Wenn politische Kommunikation so richtig schief geht

„Virtue Signaling gone wrong“ wollte ich diesen Text eigentlich zunächst überschreiben. „Virtue Signaling“ bezeichnet angebliche Kommunikation mit der Allgemeinheit, mit der aber eigentlich nur die eigene politische Blase erreicht werden soll. Oft passiert das in einer geradezu theatralischen Weise, die das Gesagte für Nicht-Eingeweihte fast wie eine Karikatur wirken lässt. Erst wenn man es als Schauspiel für ein ganz bestimmtes Publikum begreift, dem damit Loyalität und Zugehörigkeit signalisiert wird, ergibt es Sinn.

Und damit sind wir bei einer weiteren vollkommen überflüssigen Debatte in der deutschen Politik- und Medienwelt. Und wenn wir hier schon mit Social-Media-Slang um uns werfen, wäre ich für den Hashtag „#Vollhorst“.

Sollte es irgendjemand noch nicht mitbekommen haben: Am vergangene Montag (16.02.2020) veröffentlichte die Journalistin Hengameh Yaghoobifarah in der taz eine Glosse mit dem Titel „All Cops are berufsunfähig„. Der Text basierte auf der Forderung von Black Lives Matter, die Aufgabengebiete der Polizei in den USA drastisch zu verringern und große Teile des Budgets umzuverteilen (kurz: „Defund the Police“) und übertrug die Idee auf Deutschland. In einem ziemlich polemischen Ton fragt Yaghoobifarah, was man denn mit den ehemaligen (gewalttätigen und rassistischen) Polizisten noch anfangen könnte, wenn die Polizei abgeschafft würde. Besonders entzündete sich die Debatte am Schlusssatz, dass man die ehemaligen Polizisten ja auf der Müllkippe arbeiten lassen könnte, „wo sie wirklich nur von Abfall umgeben sind. Unter ihresgleichen fühlen sie sich bestimmt auch selber am wohlsten“.

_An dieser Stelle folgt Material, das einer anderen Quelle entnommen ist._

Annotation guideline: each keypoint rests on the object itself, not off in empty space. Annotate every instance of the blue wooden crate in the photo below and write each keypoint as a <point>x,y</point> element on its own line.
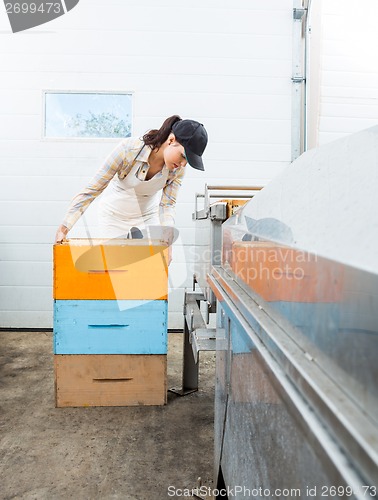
<point>110,327</point>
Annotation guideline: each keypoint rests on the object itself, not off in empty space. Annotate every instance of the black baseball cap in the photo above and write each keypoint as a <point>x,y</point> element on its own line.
<point>193,136</point>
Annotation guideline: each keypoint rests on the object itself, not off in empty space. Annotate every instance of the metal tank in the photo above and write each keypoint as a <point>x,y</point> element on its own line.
<point>296,410</point>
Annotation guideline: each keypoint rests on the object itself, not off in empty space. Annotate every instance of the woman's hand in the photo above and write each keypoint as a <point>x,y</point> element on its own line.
<point>61,234</point>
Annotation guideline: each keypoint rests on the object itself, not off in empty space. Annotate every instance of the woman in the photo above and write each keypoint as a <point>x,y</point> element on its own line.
<point>136,172</point>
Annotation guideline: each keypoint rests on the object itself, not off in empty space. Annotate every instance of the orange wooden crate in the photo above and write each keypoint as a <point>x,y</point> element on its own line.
<point>110,379</point>
<point>120,269</point>
<point>279,273</point>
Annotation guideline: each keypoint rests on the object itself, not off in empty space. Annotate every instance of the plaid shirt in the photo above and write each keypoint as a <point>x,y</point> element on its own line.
<point>120,161</point>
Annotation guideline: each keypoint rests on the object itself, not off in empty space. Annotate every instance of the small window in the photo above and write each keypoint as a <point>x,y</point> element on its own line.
<point>87,114</point>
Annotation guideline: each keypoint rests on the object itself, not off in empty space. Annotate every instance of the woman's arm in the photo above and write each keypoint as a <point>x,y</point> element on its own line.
<point>167,205</point>
<point>112,164</point>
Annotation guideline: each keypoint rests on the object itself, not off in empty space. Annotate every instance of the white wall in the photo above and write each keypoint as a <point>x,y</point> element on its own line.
<point>344,68</point>
<point>226,65</point>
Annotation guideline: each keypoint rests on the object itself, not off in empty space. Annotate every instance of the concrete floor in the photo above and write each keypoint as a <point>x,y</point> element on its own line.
<point>129,453</point>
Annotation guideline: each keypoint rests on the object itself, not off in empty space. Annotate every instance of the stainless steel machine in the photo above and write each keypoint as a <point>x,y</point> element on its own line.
<point>296,299</point>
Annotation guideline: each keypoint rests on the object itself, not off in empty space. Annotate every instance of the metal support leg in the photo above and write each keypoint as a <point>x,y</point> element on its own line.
<point>196,338</point>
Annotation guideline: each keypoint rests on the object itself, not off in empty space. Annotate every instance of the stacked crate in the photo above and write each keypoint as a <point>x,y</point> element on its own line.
<point>110,322</point>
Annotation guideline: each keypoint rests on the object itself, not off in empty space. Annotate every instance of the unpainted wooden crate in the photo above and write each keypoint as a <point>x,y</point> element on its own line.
<point>110,380</point>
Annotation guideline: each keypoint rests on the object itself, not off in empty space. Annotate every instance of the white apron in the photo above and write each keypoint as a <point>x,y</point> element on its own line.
<point>130,202</point>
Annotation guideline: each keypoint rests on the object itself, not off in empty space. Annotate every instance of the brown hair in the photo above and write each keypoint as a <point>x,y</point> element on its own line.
<point>155,138</point>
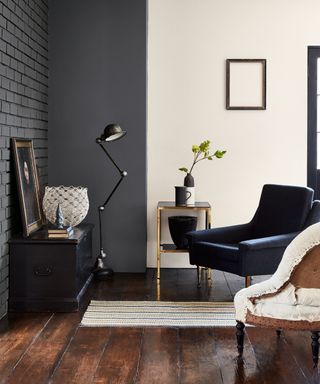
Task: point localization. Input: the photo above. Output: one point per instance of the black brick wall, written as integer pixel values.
(23, 107)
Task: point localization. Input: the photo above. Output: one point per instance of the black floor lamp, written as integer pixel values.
(112, 132)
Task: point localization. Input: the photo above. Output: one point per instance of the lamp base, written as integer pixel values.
(102, 272)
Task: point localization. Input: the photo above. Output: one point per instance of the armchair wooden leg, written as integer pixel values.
(240, 337)
(199, 276)
(315, 347)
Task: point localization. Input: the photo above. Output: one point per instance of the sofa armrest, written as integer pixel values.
(278, 241)
(231, 234)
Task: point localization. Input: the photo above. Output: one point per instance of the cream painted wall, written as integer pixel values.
(189, 41)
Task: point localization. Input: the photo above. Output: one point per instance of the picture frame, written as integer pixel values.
(246, 84)
(28, 185)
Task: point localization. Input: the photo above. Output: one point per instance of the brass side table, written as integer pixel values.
(170, 206)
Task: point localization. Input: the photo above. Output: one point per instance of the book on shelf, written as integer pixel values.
(59, 235)
(60, 231)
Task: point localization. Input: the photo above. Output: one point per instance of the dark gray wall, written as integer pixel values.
(97, 76)
(23, 107)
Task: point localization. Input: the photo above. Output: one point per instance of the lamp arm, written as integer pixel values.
(108, 154)
(123, 175)
(101, 207)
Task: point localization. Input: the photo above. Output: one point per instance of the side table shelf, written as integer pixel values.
(168, 206)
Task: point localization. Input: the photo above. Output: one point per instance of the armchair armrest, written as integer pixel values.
(231, 234)
(277, 241)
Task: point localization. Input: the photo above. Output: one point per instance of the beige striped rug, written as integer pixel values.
(159, 314)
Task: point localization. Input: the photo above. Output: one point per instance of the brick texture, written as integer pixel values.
(23, 107)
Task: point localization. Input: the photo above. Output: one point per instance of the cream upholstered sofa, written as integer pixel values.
(290, 299)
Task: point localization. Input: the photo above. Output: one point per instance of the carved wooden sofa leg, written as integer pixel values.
(315, 347)
(240, 337)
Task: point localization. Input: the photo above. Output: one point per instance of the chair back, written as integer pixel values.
(282, 209)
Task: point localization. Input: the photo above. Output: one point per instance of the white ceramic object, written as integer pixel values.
(74, 204)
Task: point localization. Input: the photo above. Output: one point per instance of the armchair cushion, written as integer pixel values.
(229, 235)
(279, 298)
(282, 209)
(267, 242)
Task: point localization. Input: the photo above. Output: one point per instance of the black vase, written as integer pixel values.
(179, 226)
(189, 180)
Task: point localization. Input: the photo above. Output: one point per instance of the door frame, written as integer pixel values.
(313, 175)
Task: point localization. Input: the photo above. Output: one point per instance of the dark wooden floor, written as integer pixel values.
(52, 348)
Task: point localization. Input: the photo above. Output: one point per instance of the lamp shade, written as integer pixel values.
(112, 132)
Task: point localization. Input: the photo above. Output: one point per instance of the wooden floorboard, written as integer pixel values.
(48, 348)
(45, 348)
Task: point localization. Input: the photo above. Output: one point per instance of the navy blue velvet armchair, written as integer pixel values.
(256, 248)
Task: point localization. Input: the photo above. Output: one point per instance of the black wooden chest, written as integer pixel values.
(50, 274)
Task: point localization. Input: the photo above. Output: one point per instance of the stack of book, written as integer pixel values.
(63, 233)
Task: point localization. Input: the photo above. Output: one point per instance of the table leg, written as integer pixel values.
(209, 277)
(208, 218)
(158, 242)
(208, 226)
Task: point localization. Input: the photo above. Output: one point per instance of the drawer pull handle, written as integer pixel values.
(43, 270)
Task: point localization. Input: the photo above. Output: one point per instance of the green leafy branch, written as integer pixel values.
(202, 152)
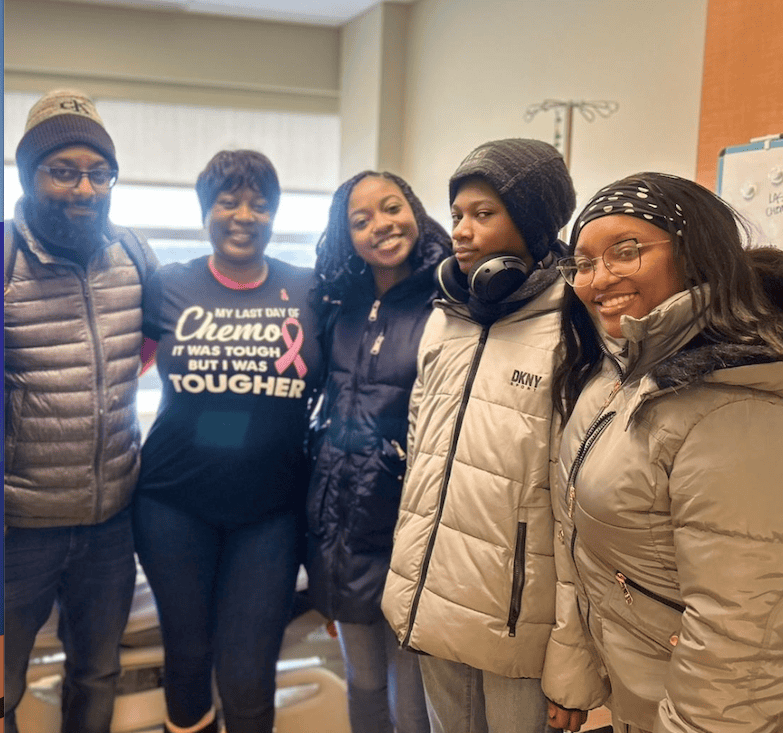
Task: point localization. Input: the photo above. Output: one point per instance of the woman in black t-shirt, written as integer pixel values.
(217, 510)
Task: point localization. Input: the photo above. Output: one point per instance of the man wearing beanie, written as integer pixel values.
(73, 288)
(472, 579)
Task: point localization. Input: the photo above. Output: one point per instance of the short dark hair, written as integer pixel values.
(712, 247)
(230, 170)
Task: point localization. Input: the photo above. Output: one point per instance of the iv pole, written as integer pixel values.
(588, 110)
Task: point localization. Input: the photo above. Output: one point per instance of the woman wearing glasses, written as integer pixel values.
(668, 493)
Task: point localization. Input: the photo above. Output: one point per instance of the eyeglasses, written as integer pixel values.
(621, 259)
(100, 178)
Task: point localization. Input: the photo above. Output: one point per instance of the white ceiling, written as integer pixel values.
(318, 12)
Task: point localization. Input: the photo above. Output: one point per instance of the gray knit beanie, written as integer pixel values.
(61, 118)
(532, 180)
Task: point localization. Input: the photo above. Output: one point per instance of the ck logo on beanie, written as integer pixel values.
(61, 118)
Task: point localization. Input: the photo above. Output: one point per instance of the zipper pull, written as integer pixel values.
(626, 593)
(376, 347)
(615, 390)
(398, 448)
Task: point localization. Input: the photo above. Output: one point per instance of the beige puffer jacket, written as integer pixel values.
(72, 358)
(670, 492)
(472, 574)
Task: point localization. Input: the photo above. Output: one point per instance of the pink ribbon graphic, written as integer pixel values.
(294, 347)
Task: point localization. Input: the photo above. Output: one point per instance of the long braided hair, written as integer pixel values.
(338, 268)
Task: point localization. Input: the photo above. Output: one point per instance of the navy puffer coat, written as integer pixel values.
(358, 443)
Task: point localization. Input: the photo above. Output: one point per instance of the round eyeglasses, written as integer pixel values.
(100, 178)
(621, 259)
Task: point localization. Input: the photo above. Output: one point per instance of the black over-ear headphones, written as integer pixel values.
(491, 279)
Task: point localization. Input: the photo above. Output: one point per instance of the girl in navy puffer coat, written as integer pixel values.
(375, 264)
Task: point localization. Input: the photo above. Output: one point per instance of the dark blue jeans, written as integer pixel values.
(90, 571)
(224, 597)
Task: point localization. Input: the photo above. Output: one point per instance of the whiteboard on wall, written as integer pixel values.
(750, 178)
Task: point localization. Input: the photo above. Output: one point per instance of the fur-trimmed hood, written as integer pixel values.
(699, 361)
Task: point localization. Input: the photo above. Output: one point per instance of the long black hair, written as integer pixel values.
(712, 248)
(336, 265)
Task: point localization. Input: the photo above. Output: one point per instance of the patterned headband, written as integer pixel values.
(633, 199)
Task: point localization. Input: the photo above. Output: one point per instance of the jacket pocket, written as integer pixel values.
(518, 579)
(644, 612)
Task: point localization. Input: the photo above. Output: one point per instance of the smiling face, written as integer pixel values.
(383, 228)
(611, 296)
(482, 226)
(73, 217)
(240, 227)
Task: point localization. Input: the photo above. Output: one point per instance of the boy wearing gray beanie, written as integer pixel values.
(472, 578)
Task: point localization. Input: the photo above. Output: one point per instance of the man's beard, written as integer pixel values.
(82, 234)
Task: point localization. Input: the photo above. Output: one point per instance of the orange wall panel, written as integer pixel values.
(742, 89)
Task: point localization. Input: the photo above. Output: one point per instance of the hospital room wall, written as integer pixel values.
(416, 86)
(473, 69)
(172, 57)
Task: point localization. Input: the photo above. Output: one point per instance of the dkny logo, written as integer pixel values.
(527, 380)
(74, 105)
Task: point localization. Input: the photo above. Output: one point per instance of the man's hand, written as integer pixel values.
(563, 719)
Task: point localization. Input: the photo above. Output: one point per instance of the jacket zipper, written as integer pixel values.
(372, 317)
(519, 580)
(624, 582)
(594, 432)
(100, 379)
(444, 483)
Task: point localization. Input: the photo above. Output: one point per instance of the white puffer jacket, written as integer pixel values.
(670, 493)
(72, 358)
(472, 574)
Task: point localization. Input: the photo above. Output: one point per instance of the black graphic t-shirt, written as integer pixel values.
(238, 368)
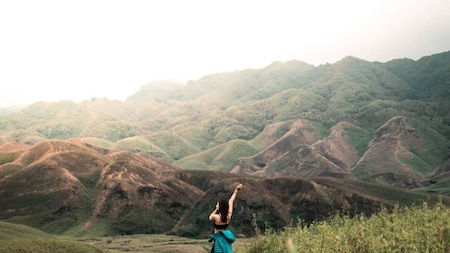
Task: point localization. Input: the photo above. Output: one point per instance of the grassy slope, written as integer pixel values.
(220, 158)
(16, 238)
(416, 229)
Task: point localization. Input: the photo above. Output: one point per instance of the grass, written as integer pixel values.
(15, 238)
(414, 229)
(157, 243)
(45, 246)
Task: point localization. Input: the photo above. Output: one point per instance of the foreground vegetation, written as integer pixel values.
(416, 229)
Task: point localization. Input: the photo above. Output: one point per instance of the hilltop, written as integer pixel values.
(307, 141)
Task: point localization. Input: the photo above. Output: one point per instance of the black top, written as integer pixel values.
(222, 226)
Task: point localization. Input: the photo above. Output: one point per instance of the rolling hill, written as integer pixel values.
(307, 141)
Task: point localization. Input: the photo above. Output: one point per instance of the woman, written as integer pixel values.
(221, 216)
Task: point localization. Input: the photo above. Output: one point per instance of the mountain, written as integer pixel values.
(55, 185)
(72, 187)
(337, 135)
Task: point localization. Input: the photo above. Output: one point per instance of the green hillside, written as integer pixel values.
(16, 238)
(221, 158)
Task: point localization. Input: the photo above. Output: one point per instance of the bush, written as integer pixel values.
(415, 229)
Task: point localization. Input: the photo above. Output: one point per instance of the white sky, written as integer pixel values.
(76, 50)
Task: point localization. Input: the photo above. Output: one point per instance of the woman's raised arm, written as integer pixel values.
(231, 200)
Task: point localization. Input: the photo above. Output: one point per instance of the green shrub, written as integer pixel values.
(415, 229)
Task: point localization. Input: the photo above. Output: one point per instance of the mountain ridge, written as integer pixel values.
(158, 161)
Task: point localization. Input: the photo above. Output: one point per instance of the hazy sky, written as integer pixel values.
(53, 50)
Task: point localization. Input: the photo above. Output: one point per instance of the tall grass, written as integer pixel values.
(413, 229)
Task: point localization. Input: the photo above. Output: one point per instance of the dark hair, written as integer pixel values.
(223, 210)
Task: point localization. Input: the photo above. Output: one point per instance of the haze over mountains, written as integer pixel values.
(306, 141)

Nun ist die Diskussion über verschiedene Formen von Fehlverhalten der Polizei und anderer deutscher Sicherheitsorgane mehr als überfällig. Das wäre Racial Profilung, die fast schon routinemäßige Desinformation durch Polizeipressesprecher bei allem, was irgendwie mit Linken in Verbindung gebracht wird, während man rechtsextreme Tathintergründe ebenso regelmäßig „übersieht“. Und dann waren da noch die rechtsradikalen Netzwerke in der Polizei und Weitergabe von sensiblen Daten an Neo-Nazis. Aufzuarbeiten gäbe es einiges.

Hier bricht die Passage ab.